Indeed, we learned at the end of a recent meeting between transport unions and the Central African Minister of Commerce, the law banning Cameroonian transporters from working inside the Central African Republic (and vice versa) is at the cause for the price hike on consumer goods in CAR. Thus, CAR transporters would wish for this measure taken by the people in charge of transport in both countries, to be cancelled.
According to the proponents of this idea, once in Bangui, several trucks belonging to Cameroonian transporters are blocked in the Central African capital, while they wait for local transporters, whose fleet is reduced, to take over the distribution of cargoes thus transported till Bangui towards the hinterland.

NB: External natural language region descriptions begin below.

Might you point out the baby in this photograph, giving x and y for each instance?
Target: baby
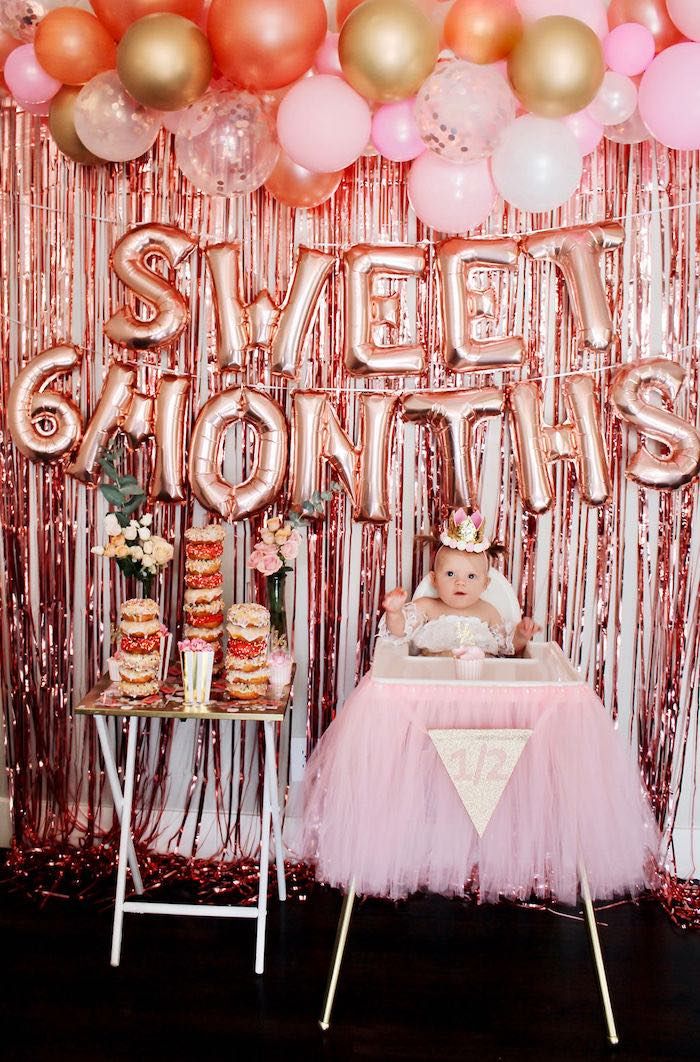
(458, 614)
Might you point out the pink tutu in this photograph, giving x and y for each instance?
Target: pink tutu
(380, 807)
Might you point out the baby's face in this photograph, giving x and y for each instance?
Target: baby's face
(460, 578)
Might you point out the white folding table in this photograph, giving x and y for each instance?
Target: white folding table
(270, 711)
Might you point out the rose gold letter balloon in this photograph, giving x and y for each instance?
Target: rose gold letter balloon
(168, 480)
(266, 44)
(109, 414)
(577, 252)
(366, 311)
(363, 469)
(129, 261)
(463, 305)
(538, 445)
(44, 425)
(630, 392)
(257, 411)
(453, 416)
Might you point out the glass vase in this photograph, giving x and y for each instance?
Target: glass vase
(276, 584)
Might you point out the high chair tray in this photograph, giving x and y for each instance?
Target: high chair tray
(543, 664)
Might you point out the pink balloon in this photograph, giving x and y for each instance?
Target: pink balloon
(616, 100)
(685, 14)
(586, 131)
(327, 60)
(591, 12)
(394, 132)
(669, 97)
(26, 79)
(629, 48)
(448, 197)
(323, 124)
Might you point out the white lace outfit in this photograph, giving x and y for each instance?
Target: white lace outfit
(441, 635)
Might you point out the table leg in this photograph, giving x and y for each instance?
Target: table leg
(339, 948)
(265, 866)
(271, 767)
(597, 955)
(113, 778)
(132, 730)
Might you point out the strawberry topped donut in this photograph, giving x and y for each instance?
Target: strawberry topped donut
(139, 652)
(204, 586)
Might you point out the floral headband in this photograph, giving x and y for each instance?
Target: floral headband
(465, 532)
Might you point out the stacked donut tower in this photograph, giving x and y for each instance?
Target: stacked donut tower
(248, 627)
(203, 587)
(139, 651)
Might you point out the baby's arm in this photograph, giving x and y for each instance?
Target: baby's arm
(393, 605)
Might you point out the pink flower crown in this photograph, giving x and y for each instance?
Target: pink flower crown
(465, 531)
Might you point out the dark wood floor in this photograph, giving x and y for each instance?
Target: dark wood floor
(426, 979)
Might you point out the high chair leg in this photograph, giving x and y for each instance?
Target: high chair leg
(597, 956)
(339, 948)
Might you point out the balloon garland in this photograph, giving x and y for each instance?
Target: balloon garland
(482, 97)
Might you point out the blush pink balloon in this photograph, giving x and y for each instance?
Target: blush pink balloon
(669, 97)
(450, 198)
(685, 14)
(591, 12)
(323, 124)
(586, 130)
(26, 79)
(395, 134)
(629, 49)
(327, 60)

This extended need for Cameroonian drivers to remain in Bangui, we learn, reduces the availability of trucks on the Douala-Bangui corridor, which increases transport costs and consequently the prices of goods once in CAR.
According to Central African transporters, by authorising Cameroonian truckers to make deliveries upcountry in CAR, the Central African government would improve the rotation of trucks between the Douala-Bangui corridor and the hinterland, and thus contribute to the reduction of transport costs and goods prices.